Inspiro profondamente, cercando di radunare il coraggio. "C'è una cosa... di cui non abbiamo mai parlato. E penso sia arrivato il momento."

Le sue sopracciglia si sollevarono appena, un lampo di curiosità nei suoi occhi chiari. "Suona serio," disse, con un mezzo sorriso, ma il tono era cauto.

Mi girai verso di lui, le mani che giocherellavano nervosamente con l'orlo della mia maglietta. "È del bacio. Quello... dopo l'incidente."

Per un attimo, sembrò non capire, o forse cercava di guadagnare tempo. Poi il suo sguardo cambiò, divenne più intenso. "Lo ricordo," disse, la sua voce bassa, quasi un sussurro.

"Perché l'hai fatto?" chiesi, andando dritta al punto, anche se il cuore mi batteva all'impazzata. "Eri... eri preoccupato per me, o... c'era qualcos'altro?"

Troy si passò una mano sulla nuca, un gesto che avevo imparato a riconoscere come segno di nervosismo. "Non è facile da spiegare," ammise, fissando il fuoco. "Pensavo che stavi per morire, Sarah. E in quel momento... non riuscivo a sopportarlo."

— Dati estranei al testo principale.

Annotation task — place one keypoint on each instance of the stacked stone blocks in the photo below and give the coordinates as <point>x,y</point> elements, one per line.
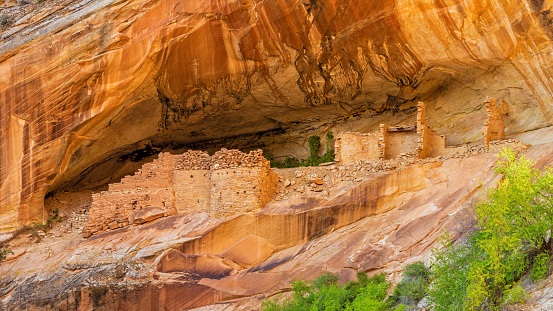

Il suo sguardo tornò su di me, e per la prima volta vidi una vulnerabilità in lui che mi lasciò senza parole. "Non è stato solo perché ero preoccupato. È stato perché... non volevo perdere qualcosa che non avevo ancora capito quanto fosse importante."

Le sue parole mi colpirono come un pugno nello stomaco. Era onesto, spietatamente onesto, e io non sapevo cosa rispondere.

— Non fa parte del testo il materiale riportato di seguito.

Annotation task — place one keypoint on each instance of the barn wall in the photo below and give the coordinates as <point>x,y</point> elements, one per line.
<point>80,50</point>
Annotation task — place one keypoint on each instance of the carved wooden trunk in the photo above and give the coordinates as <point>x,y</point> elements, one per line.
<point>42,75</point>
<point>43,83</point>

"Troy," mormorai, il mio sguardo che cercava il suo. "Io... non so esattamente cosa provo per te. Ma so che non riesco a smettere di pensarci. Di pensarti."

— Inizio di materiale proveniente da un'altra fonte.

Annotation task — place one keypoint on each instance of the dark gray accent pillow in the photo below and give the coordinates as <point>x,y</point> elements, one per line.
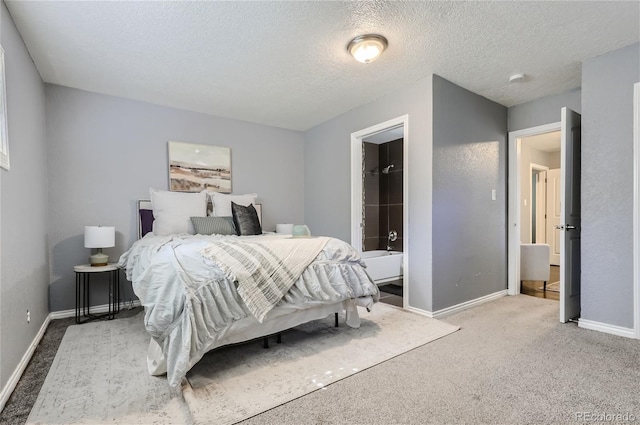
<point>246,220</point>
<point>213,225</point>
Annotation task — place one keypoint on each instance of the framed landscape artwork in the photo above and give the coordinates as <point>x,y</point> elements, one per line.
<point>193,168</point>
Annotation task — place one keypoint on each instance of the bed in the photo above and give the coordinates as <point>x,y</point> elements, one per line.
<point>199,292</point>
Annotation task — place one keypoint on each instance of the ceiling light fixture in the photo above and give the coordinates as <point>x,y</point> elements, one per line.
<point>516,78</point>
<point>367,48</point>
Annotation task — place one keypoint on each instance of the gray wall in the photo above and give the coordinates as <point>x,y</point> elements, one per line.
<point>469,228</point>
<point>607,186</point>
<point>327,176</point>
<point>543,111</point>
<point>106,152</point>
<point>23,204</point>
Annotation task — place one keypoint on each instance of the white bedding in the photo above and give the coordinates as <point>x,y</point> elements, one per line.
<point>192,307</point>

Un silenzio carico di emozioni cadde tra noi. Poi, lentamente, Troy si sporse verso di me, il suo sguardo fisso sul mio, come se stesse cercando un segno, un permesso.

"Non devi dirmi niente, Sarah," disse, la sua voce così vicina che potevo sentire il calore delle sue parole. "Ma non voglio che tu pensi che il bacio sia stato un errore. Perché non lo è stato."

Le sue parole mi lasciarono senza fiato. E in quel momento, senza pensarci troppo, colmai lo spazio tra noi e lo baciai.

Non fu un bacio perfetto, né calcolato. Fu un gesto istintivo, un'esplosione di tutte le emozioni che avevo represso fino a quel momento. Troy non esitò, ricambiando con un'intensità che mi fece sentire come se il mondo intero fosse svanito, lasciando solo noi due.

Quando ci separò, rimase a pochi centimetri dal mio volto, il suo respiro caldo contro la mia pelle.

"Sei un bel casino, Sarah," disse, con un sorriso storto.

"Lo so," risposi, ridendo piano, le lacrime che mi pizzicavano gli occhi.

E in quel momento capii che, qualunque cosa fosse, quello che stava nascendo tra noi era reale. Non avevo tutte le risposte, ma ero pronta a scoprirle, un passo alla volta, al suo fianco.